I'm a native speaker of New Zealand English but as far as I'm aware this applies to any regional variant of English (although a "quarter" for 25¢ is specific to North America). A "quarter" is far more commonly used in conversation than a "fourth" but both mean "one part in four" (1/4). A "quarter" is a countable part so you can have two quarters or three quarters (such as pieces of a cake or pie). These could be separate quarter-sizes pieces or a fraction of the whole. However, a notable distinction is the there is a difference in the abbreviated or written forms commonly used in mathematics.
1/1 = 1 so it is a "whole" or "unit" (not a first)
1/2 (or 2/4) is "half" or "halves"
1/3 (or 1/3rd) and 2/3 is a "third" and "two thirds" respectively
3/4 and 3/4ths are read as "three quarters" or "three fourths" (these are not interchangeable)

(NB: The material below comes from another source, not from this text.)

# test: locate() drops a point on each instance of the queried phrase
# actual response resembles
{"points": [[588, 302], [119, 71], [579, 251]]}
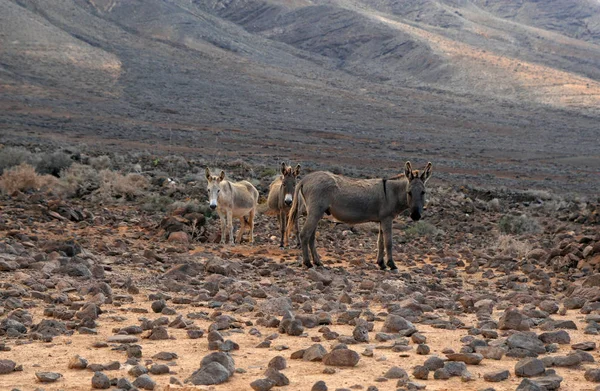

Thus I would only use "fourths" in writing and mathematics, never in spoken conversation. Perhaps it is sometimes used by children or when teaching mathematics but is rarely spoken between two adults.
Notice that in these abbreviations the denominator (bottom number) corresponds to ordinal numbers: 1st "first", 2nd "second", 3rd "third", 4th "fourth", 5th "fifth", and so on. That is the convention for reading written fractions: x/y is read as x yths (not halves, thirds or quarters). The exception is "percentages": x/100 (x%) which uses the latin derived x per cent or very large numbers (such as ppm = parts per mil[lion]).